Business use case

A multi-agent workflow passes context between nodes before a privileged tool is requested.

Where CapFence sits

CapFence evaluates adapter-provided handoff metadata before allowing a privileged capability.

Value

Teams can experiment with separating planning from authority while recording the metadata used for each decision.

PlannerDelegates task
Worker agentRequests capability
CapFence policy gateChecks handoff metadata
Privileged toolRuns scoped action

Operational Pattern 05: Experimental Agent Handoff Checks

1. Executive Summary

The Challenge

Some agent systems use multi-agent collaboration graphs.

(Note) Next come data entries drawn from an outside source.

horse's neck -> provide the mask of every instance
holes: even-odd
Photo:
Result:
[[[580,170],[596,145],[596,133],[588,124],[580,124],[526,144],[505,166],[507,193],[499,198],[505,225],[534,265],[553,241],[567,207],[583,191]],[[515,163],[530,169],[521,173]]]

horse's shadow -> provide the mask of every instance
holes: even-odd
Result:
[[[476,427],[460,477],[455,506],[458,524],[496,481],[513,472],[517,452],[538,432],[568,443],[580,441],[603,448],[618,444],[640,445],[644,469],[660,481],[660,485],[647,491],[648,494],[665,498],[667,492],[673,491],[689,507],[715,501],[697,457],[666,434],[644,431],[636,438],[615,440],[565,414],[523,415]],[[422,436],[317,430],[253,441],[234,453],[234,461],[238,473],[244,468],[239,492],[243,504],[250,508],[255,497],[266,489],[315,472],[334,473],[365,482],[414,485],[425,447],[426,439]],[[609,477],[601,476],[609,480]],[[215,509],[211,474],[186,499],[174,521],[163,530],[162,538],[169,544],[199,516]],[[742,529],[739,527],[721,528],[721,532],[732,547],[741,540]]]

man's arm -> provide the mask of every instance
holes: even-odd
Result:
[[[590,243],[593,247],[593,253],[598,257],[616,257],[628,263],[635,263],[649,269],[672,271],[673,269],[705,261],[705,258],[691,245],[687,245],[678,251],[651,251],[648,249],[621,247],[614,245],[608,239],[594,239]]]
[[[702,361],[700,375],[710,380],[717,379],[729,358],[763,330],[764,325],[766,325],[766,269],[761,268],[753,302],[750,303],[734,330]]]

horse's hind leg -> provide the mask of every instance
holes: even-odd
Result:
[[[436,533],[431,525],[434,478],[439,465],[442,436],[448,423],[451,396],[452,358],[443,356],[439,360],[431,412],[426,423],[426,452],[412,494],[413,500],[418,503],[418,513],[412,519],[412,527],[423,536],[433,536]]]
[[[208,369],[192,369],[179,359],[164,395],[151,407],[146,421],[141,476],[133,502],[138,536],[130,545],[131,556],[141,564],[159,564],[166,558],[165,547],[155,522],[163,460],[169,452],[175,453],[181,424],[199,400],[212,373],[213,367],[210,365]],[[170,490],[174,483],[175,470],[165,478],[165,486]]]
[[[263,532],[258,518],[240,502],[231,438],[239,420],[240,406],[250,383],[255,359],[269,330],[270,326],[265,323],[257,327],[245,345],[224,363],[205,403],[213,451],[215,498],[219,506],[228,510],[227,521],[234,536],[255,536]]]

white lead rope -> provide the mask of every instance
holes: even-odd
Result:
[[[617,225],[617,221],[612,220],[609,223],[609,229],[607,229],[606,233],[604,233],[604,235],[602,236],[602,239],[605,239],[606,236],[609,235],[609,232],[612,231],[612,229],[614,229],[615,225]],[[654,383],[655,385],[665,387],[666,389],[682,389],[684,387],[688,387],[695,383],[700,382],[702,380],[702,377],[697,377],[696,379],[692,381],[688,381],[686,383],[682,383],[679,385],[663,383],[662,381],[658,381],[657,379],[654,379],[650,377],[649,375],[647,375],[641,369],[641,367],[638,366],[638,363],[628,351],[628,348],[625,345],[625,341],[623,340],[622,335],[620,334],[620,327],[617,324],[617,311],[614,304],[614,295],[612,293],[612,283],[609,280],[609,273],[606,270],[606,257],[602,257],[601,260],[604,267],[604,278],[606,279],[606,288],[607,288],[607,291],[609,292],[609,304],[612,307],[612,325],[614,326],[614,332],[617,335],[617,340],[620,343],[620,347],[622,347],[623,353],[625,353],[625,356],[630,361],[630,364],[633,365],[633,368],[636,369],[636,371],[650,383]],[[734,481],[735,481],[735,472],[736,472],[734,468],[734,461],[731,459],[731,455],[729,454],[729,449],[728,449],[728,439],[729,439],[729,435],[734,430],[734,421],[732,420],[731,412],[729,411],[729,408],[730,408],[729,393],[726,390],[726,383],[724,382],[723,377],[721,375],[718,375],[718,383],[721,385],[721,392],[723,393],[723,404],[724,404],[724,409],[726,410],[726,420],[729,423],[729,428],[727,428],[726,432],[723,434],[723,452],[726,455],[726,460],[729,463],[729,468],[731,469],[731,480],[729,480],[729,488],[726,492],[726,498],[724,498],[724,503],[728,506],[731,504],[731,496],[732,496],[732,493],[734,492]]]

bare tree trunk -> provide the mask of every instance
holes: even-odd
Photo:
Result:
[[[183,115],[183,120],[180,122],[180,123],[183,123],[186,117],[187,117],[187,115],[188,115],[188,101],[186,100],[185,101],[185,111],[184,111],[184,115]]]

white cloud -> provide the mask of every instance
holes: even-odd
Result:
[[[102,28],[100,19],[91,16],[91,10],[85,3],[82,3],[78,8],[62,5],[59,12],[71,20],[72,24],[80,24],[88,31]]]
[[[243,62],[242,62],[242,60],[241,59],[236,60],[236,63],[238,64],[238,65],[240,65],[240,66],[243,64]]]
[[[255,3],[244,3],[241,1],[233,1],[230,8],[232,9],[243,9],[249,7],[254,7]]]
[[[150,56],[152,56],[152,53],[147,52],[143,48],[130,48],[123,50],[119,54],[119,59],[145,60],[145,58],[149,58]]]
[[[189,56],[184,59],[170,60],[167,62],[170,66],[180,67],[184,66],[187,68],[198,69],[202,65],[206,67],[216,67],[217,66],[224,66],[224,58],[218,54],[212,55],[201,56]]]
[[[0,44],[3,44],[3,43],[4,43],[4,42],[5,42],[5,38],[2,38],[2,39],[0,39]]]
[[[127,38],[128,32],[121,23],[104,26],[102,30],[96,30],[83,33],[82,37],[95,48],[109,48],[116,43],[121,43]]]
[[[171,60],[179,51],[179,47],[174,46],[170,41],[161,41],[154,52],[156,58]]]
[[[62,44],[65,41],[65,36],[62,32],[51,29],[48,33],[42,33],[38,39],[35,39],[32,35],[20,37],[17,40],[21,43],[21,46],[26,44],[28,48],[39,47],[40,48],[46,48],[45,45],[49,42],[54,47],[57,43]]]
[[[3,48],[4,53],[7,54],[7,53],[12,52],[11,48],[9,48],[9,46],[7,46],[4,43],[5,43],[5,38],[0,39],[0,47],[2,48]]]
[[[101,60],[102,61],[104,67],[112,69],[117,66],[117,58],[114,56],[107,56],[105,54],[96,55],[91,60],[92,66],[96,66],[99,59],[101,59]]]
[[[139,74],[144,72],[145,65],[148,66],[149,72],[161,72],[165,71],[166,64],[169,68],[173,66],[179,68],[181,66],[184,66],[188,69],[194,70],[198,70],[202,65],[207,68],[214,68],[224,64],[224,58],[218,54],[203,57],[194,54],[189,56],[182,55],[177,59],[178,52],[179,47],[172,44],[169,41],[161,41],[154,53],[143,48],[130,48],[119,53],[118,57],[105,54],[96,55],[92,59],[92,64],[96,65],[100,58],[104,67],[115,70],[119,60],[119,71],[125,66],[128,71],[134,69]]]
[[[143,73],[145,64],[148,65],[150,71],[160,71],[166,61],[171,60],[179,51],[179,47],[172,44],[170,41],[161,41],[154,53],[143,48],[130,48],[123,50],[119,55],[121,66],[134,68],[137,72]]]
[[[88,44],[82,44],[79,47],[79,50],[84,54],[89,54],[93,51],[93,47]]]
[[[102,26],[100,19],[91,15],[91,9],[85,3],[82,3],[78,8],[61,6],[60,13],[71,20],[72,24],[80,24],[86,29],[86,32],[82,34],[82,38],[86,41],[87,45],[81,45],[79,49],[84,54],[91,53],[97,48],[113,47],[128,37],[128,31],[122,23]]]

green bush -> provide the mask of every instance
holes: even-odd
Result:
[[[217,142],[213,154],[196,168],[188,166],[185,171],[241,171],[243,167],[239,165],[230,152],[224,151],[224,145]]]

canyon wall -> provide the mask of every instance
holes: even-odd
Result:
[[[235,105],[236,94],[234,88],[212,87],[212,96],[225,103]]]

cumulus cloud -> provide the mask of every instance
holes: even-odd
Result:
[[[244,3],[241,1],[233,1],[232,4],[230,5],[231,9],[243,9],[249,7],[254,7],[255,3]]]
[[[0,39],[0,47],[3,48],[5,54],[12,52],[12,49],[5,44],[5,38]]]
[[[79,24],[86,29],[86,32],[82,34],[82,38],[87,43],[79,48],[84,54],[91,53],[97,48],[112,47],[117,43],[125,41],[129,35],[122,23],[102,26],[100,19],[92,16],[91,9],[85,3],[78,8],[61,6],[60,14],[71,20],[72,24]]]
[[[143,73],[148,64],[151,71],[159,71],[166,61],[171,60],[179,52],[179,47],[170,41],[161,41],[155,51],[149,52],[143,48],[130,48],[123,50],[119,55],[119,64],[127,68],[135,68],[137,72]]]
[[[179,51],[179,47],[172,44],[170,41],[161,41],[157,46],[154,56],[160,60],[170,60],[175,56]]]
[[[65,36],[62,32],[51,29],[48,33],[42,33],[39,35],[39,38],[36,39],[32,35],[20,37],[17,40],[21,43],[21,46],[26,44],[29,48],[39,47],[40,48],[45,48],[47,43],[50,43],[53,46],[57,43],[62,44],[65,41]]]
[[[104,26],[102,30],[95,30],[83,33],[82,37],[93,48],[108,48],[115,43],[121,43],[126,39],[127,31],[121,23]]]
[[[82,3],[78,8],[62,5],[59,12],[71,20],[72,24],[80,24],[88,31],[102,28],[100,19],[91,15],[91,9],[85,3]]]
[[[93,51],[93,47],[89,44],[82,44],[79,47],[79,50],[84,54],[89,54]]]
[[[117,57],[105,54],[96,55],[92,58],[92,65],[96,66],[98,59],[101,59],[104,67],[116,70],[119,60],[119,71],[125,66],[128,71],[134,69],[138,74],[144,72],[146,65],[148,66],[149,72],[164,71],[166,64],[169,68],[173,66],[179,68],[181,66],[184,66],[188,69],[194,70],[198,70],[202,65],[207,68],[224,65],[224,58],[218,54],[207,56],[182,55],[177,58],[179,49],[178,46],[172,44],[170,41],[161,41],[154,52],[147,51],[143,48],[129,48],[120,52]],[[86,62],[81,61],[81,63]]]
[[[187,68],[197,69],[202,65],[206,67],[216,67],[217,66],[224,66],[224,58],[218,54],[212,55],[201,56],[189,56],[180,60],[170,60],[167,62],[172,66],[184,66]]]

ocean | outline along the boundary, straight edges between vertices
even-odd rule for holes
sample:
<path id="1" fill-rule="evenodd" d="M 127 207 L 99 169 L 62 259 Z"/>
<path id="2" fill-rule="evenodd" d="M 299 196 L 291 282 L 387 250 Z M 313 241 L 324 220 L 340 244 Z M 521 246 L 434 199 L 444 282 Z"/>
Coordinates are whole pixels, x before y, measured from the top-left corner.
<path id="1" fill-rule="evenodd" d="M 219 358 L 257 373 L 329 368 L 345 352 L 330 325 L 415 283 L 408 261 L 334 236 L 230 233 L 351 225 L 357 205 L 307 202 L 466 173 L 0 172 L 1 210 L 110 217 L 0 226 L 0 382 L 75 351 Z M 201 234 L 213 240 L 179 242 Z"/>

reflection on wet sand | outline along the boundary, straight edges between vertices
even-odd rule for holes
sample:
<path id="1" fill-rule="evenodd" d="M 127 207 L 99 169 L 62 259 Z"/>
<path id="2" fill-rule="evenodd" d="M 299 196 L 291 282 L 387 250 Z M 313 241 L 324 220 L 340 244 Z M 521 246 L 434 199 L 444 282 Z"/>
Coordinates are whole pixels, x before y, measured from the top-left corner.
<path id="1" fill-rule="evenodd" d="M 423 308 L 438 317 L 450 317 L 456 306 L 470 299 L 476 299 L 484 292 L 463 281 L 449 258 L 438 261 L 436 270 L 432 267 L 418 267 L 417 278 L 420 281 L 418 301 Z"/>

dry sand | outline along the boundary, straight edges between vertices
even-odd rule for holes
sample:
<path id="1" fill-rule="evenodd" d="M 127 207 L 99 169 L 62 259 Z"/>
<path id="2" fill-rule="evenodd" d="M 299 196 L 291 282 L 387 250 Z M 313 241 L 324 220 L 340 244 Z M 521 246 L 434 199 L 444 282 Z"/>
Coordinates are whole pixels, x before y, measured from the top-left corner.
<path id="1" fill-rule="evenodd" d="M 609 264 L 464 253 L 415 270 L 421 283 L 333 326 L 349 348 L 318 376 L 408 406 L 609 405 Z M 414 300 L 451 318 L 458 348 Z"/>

A public-facing routing agent may receive raw inputs and pass work to a more privileged internal action agent. This introduces propagation risks:

  1. Secondary Prompt Injection: An attacker injects the public agent, which does not execute the injection itself but propagates the malicious payload to a privileged backend agent which executes it.
  2. Context Poisoning: A low-trust agent reads untrusted web data and passes corrupted context to an executive agent, triggering unauthorized tool calls.
  3. Identity Spoofing: A compromised node attempts to invoke backend capabilities by pretending to act on behalf of a highly privileged internal system.

The CapFence Pattern

This reference implementation passes adapter-provided handoff metadata into CapFence policy evaluation. The privileged tool authorizes more than the immediate caller by checking whether the request came through a trusted or untrusted path.

This is experimental. It is not a complete distributed identity, provenance, or trust-lineage system. Treat it as a pattern for carrying execution context into policy.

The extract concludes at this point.